Sanchez devised a scheme to use immigrants’ identities in order to defraud financial institutions including American Express, Bank of America Citibank, Discover, and JPMorgan Chase, according to a charging document, which was entered in the U.S. District Court for the Western District of Washington.
Sanchez stole the identities of seven people in various stages of immigration proceedings to defraud credit card companies.
Prosecutors with the Justice Department’s Public Integrity Section investigated the incident.

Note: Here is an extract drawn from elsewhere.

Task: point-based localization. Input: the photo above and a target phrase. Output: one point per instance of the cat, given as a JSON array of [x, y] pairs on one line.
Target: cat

The Public Integrity Section pursues efforts to combat corruption by public officials.
In or around October 2013 to October 2017 Sanchez stole and used the identifies of seven immigrants for his own financial benefit.
The charging document contained few specifics about the allegations, but did give one example: It said that in April 2016 Sanchez stole the name, Social Security number and birth date of a Chinese national.
Sanchez then sent an email from his government account to his Yahoo account that included personal information pertaining to the Chinese national identified only as R.H. The information Sanchez sent included an image of R.H.’s U.S. permanent resident card, the biographical page of R.H.’s Chinese passport and a utility bill in R.H.’s name from Puget Sound Energy.
Sanchez is charged with one count of wire fraud and one count of aggravated identity theft, both are felonies.
ICE in Seattle has been at the forefront of illegal immigration. They arrested dozens of undocumented immigrants in September’s Operation Safe City, which was a four-day effort in which the administration targeted “sanctuary cities” around the country, including Seattle, where local officials do not cooperate with federal immigration enforcement.